Para Cleyde,  Hellen Martins foi uma das personagens mais marcantes de sua vida. Sua história a surpreendeu tanto que a fez aceitar o desafio de estrear o novo espetáculo no ano passado. O processo de construção da personagem durou três densos meses. “Eu não tinha a menor ideia de quem era a escultora. E me fez conhecer de perto uma mulher de visão divina e demoníaca do mundo”, contou Cleyde ao VIVER.

A atriz lembra que 70% de seus personagens foram muito difíceis e de vida complexa, assim como Hellen. “A melhor parte de se fazer teatro é o processo de criação do personagem. É dolorido, doloroso, é apavorante criar, mas o interessante é saber e procurar entender o que está escrito embaixo do texto, o que os personagens nos dizem. É responder, na verdade, o que está por trás da pergunta, o sentido de tudo, a reação da gente, aí é onde está a outra faceta de um personagem”, contou.

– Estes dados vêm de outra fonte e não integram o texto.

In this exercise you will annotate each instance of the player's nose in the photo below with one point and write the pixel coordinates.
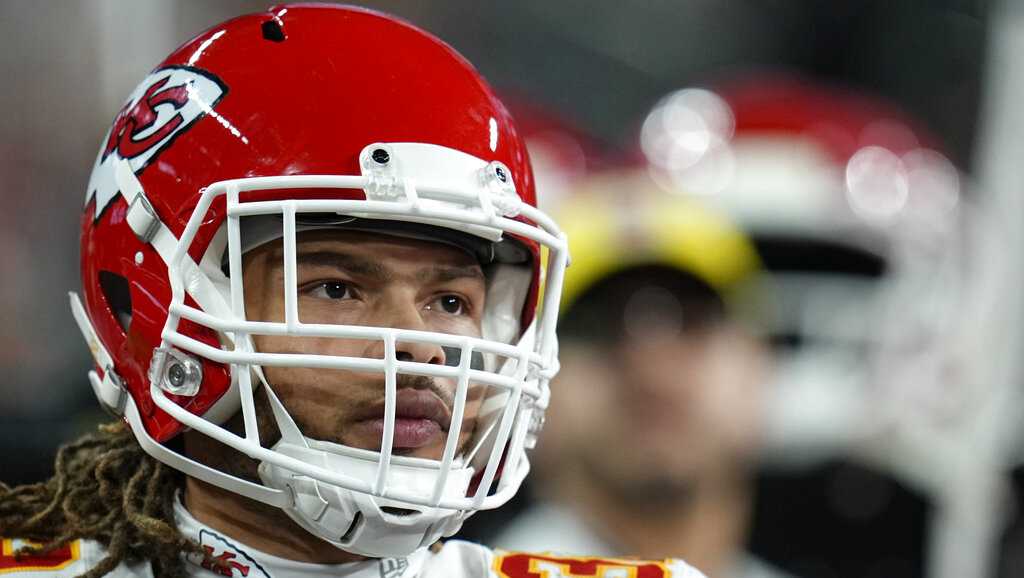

“Cada dia mais me recolho em casa”

Entre a conversa sobre Hellen Martins, a importância do teatro e a superficialidade gritante nos palcos brasileiros, Cleyde Yáconis conversou com o VIVER em pleno sol da manhã próximo ao mar, em um hotel da cidade. Ela que mais parece uma menina, se dispôs a falar de sensações e do desejo de recolher-se em sua casa para um possível auto conhecimento. “É isso o que me interessa hoje”.

A senhora tem assistido peças de teatro? Como observa o teatro brasileiro hoje?
Cleide: Assisto pouco. Estou morando em São Paulo, mas cada dia mais me recolho em minha casa. Preciso sentir e pensar sozinha. A importância do teatro é ampla, ela abrange a política, a economia, o social, o cultural. Mas hoje em dia percebo que a dramaturgia brasileira não me satisfaz, é tudo muito superficial. Ficou superficial. É difícil achar textos brasileiros com muitos personagens e complexos. Toda essa superficialidade do teatro hoje tem a ver com a posição econômica e cultural do país. O teatro, infelizmente, não faz parte da rotina dos brasileiros. O divertimento do brasileiro é restaurante.

A senhora acredita numa evolução?
Não. Ao contrário, acredito que cada dia está pior. Tudo é muito limitado. O produtores optam pelo desejo do público, que por sua vez, sempre pede comédia e por aí vai. Cada vez pior e mais superficial. Enquanto devíamos estar evoluindo. Assim é também a música, as artes em geral. Não vejo possibilidade de melhorar. A internet está acabando com a língua portuguesa, tudo é abreviado e se o caminho é esse e o teatro é a palavra… Isso se transmite no cotidiano, na vida, nos relacionamentos, é o reflexo. Tudo está superficial.

E a personagem Hellen Martins te traz a voz para falar dessas angústias atuais?
Todas as personagens quando escolho vivê-las elas tem algo a dizer e algo forte a ser dito. Sou intermediária entre a ideia de alguém e a palavra profunda, essa é a beleza em ser atriz, ser instrumento de uma ideia.